Boone Trace

The new hike and bike trail going in along Brushy Fork just south of campus is coming along so nicely.  The rock-bottom creek provides a peaceful atmosphere with its scenic and pleasant sounds and creates a sort of oasis of tranquility right by town.  This trail follows the historically significant Boone’s Trace and is a great example of Berea College and the City of Berea working together to accomplish something meaningful and useful to area residents as well as visitors.  

Growing up at near the terminus of the Cumberland Road; otherwise known as the Old National Road, at Vandalia, Illinois, I have always been interested in the nation’s historic westward expansion and subsequent cultural implications.  It was the completion of the National Road around 1840 which lead to the abandonment of the Wilderness Road (which followed the same route as the Boone Trace through Kentucky) and replaced it as the major east-to-west route in America.   

I became especially interested in the Boone Trace and Wilderness Road as realized I was following it back and forth to visit my now wife, Christine.  It turned out, not only did it lead straight to where she lived, but even continued into North Carolina and passed her brother’s home near Boone where we often visited. We learned that the man who hiked the entire length of the trail a few years ago to document the route, was named Curtis Penix…same surname as Christine’s step-dad. Noticing the historical markers along the way, I discovered that they were placed by a woman named Lucy Patterson…a founder of the Daughters of American Revolution North Carolina Chapter, from Salem, NC.  

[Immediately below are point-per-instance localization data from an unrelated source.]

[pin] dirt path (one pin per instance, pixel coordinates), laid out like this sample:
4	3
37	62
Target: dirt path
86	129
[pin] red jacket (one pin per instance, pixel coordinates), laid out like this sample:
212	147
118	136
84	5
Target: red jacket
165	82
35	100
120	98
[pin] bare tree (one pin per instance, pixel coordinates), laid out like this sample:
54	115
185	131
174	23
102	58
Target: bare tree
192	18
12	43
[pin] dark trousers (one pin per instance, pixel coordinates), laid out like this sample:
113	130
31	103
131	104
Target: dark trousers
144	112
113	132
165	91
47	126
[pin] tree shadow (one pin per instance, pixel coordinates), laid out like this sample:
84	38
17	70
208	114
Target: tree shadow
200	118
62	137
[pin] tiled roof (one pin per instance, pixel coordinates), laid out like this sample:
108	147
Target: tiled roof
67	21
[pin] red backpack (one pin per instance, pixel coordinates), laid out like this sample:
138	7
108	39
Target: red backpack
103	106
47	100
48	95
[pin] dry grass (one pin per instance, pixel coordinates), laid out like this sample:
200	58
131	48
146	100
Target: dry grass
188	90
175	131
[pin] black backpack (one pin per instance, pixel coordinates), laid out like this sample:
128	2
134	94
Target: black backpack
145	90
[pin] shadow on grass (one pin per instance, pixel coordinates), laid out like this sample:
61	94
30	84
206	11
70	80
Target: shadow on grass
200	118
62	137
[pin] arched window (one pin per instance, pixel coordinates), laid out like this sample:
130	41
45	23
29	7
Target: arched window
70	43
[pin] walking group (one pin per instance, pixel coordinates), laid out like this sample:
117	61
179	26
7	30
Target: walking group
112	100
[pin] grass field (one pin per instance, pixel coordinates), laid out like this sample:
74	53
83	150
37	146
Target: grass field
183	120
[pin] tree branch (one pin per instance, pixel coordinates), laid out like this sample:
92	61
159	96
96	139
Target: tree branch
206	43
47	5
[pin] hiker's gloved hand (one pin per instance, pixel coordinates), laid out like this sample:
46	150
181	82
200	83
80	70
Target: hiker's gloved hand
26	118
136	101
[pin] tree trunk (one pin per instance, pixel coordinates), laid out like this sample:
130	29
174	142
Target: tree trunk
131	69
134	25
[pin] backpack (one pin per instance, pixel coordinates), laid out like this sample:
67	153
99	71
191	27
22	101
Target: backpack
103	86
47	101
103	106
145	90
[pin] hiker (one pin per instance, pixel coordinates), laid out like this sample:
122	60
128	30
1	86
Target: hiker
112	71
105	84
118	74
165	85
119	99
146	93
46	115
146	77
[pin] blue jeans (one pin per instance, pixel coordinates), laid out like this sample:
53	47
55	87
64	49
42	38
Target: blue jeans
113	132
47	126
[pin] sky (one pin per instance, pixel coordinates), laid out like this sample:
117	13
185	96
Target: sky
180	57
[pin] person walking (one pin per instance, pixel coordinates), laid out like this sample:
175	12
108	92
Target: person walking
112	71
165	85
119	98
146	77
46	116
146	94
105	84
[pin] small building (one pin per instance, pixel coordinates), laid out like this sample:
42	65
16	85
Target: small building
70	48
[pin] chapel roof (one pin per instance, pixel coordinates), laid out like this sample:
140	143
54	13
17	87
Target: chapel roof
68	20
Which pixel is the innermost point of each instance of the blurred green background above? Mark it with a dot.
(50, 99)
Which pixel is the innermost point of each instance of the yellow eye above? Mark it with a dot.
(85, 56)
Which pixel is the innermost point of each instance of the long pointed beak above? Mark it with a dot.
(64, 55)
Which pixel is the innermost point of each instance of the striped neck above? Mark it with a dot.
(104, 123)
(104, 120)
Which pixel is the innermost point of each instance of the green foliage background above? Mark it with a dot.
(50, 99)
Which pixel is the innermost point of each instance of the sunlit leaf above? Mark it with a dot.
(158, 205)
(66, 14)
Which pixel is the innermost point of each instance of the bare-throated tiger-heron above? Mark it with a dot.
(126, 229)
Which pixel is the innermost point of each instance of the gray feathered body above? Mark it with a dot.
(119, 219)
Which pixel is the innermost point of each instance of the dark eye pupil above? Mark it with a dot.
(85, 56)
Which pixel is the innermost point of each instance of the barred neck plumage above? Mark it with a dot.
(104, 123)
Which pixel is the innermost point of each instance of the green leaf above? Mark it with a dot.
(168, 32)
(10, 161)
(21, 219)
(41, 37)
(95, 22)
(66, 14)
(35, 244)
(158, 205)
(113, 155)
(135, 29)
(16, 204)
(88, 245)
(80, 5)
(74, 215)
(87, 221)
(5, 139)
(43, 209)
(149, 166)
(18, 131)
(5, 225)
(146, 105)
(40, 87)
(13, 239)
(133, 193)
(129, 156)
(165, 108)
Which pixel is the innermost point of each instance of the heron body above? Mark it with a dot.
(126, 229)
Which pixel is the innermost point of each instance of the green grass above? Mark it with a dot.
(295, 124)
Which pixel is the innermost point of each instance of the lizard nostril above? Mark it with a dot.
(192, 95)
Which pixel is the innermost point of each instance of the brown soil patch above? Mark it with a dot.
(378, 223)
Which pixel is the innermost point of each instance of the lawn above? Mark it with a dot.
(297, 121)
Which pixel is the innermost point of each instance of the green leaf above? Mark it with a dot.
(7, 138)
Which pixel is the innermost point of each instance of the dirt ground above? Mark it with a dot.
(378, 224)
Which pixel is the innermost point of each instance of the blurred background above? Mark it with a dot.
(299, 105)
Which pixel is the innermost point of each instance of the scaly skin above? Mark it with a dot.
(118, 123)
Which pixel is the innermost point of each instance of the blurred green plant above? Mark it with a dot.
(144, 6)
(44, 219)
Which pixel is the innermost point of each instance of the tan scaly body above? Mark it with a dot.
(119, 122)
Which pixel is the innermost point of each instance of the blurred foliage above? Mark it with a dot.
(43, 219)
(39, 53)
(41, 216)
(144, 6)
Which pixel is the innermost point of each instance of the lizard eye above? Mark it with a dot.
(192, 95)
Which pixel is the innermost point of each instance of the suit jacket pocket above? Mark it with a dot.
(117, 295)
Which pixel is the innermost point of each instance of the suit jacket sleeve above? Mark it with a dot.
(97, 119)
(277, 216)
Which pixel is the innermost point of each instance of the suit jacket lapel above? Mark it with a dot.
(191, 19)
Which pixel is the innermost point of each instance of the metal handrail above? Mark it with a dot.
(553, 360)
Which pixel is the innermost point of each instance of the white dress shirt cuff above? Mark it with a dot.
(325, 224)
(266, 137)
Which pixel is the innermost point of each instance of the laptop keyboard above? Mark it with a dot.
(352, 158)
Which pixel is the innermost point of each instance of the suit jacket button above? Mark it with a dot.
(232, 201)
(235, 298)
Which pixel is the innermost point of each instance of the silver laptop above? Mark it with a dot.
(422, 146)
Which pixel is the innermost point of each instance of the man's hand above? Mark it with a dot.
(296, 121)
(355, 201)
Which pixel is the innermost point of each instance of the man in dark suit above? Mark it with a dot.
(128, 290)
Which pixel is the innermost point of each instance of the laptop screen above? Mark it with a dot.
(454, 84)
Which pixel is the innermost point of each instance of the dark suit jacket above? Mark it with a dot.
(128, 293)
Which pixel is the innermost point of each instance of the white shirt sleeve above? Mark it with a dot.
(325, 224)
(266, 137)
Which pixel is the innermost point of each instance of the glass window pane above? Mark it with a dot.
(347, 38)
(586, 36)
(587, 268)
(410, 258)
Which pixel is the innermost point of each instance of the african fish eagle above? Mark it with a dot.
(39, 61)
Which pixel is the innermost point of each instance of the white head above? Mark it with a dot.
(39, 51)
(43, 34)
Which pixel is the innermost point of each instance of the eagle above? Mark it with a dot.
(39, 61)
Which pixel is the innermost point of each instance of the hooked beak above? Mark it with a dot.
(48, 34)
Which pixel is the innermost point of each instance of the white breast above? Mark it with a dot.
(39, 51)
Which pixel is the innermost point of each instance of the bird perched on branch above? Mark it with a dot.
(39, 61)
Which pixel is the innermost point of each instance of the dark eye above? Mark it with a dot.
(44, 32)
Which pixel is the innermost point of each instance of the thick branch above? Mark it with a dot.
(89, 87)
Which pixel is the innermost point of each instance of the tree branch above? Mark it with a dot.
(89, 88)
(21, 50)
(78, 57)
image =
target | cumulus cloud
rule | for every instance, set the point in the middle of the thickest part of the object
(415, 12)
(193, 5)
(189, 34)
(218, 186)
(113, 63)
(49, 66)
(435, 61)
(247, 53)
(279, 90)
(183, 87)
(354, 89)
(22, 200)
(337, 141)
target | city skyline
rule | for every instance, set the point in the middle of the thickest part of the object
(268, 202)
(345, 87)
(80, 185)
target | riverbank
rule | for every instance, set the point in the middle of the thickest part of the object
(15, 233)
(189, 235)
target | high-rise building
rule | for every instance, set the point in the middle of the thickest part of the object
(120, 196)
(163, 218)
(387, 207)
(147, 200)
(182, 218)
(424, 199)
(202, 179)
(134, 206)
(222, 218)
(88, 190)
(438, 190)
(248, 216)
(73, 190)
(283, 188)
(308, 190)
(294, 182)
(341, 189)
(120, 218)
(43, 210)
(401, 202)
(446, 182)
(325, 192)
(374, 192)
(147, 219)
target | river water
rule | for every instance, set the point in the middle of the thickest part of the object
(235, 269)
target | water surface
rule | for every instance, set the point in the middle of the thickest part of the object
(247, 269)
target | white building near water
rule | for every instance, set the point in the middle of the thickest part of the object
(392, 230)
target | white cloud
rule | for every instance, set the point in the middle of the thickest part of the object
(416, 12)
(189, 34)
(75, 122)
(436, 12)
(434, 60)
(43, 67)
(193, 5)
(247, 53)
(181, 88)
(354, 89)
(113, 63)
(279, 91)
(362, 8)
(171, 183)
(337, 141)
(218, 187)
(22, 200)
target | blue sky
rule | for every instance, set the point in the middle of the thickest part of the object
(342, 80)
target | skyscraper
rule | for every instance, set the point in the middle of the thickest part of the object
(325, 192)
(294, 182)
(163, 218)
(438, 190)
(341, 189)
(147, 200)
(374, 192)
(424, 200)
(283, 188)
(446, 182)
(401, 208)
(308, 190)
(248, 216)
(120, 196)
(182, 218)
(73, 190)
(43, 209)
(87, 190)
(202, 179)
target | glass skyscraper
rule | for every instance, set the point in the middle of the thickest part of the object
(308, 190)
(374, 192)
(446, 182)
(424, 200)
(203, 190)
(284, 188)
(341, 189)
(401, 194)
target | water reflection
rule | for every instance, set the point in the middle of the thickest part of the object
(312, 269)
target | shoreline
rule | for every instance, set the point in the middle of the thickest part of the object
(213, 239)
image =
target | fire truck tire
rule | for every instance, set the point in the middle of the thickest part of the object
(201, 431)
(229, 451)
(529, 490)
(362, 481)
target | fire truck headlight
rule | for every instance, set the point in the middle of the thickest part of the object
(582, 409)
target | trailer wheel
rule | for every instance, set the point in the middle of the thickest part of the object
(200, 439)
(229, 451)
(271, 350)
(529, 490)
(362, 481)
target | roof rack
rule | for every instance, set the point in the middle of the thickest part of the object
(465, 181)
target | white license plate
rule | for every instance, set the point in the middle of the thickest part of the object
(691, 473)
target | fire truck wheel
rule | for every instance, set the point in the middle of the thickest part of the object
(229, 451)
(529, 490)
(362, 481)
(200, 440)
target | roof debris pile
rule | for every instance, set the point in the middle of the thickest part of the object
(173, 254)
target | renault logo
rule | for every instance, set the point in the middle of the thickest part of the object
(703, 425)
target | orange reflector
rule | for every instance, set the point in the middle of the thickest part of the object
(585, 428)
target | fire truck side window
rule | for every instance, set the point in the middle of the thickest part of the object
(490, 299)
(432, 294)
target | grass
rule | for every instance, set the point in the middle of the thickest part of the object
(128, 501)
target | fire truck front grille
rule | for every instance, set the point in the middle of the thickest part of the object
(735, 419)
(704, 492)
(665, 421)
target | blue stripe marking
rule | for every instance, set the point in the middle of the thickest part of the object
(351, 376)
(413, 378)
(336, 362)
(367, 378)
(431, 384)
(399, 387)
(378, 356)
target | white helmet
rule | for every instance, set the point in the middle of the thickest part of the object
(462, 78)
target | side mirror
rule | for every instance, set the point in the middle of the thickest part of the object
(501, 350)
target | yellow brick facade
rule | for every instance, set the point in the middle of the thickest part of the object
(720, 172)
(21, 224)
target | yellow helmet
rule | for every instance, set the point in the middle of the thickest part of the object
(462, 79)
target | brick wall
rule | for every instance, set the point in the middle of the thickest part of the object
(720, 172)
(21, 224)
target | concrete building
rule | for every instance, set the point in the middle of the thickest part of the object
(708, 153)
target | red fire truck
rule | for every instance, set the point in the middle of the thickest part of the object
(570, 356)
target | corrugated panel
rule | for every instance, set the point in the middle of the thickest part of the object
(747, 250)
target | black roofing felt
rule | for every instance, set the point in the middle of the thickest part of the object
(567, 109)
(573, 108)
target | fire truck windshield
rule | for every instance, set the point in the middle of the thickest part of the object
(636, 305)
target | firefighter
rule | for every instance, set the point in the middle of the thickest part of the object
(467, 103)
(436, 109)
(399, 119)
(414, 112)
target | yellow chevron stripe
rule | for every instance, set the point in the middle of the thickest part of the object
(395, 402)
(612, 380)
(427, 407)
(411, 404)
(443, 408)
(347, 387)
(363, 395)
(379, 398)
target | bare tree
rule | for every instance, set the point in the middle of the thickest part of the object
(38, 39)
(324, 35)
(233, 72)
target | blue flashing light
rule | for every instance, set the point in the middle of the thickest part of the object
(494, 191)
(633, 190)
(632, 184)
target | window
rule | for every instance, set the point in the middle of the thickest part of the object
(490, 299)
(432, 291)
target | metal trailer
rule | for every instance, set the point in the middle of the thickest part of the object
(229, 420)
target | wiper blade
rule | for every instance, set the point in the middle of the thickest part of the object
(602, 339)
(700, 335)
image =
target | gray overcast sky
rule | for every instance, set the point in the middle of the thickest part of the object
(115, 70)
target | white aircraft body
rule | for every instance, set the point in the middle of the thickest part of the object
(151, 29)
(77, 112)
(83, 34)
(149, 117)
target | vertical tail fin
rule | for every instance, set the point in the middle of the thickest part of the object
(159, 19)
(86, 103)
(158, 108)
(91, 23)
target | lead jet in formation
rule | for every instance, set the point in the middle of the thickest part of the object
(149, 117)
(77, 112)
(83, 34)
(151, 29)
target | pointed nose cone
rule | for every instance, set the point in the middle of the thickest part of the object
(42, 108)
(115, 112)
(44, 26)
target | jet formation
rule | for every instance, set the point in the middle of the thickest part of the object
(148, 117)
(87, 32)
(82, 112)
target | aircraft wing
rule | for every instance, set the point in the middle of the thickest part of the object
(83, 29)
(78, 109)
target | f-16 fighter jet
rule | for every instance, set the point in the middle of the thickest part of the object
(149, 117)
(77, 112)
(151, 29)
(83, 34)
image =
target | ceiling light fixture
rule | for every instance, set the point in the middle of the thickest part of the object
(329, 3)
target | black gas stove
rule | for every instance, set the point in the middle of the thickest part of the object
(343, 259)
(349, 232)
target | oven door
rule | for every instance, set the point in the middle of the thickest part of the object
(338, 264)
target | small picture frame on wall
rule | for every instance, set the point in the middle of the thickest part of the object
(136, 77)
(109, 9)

Really, her name was Patterson?! From Salem, NC, where Boone had lived in his youth? I was familiar with the Moravian settlement of Salem, as the small town of West Salem, IL is where a portion of these settlers relocated due to their opposition of slavery in North Carolina.  Some of my own relatives…Pattersons, Fruits and Storms…had migrated through the Cumberland Gap and settled along the trail near London.  One of them, a circuit-riding preacher, relocated to Illinois and founded a church…hence that branch ending up in Illinois.  Another, George Fruits, had fought alongside Daniel Boone soon after he had settled in Kentucky.

It is no wonder that many coincidences in surnames, shared histories and genealogies, would accompany Boone’s Trace, as it is estimated at around 47 million Americans’ heritage is linked to this historic trail as so many who settled the interior of America travelled this route.  Walking along Brushy Fork and listening to the flow of the stream over the rocky bottom of the creek reminds us of the flow of time.  We are only here for a while, but we leave behind a trace…an impact…upon the land, the communities we inhabit and the people we meet. I imagine that many folks visiting Berea may have connections to this place too.  Now, while visiting Berea, folks can walk the path many of their ancestors did…settlers and Native Americans…and reminisce.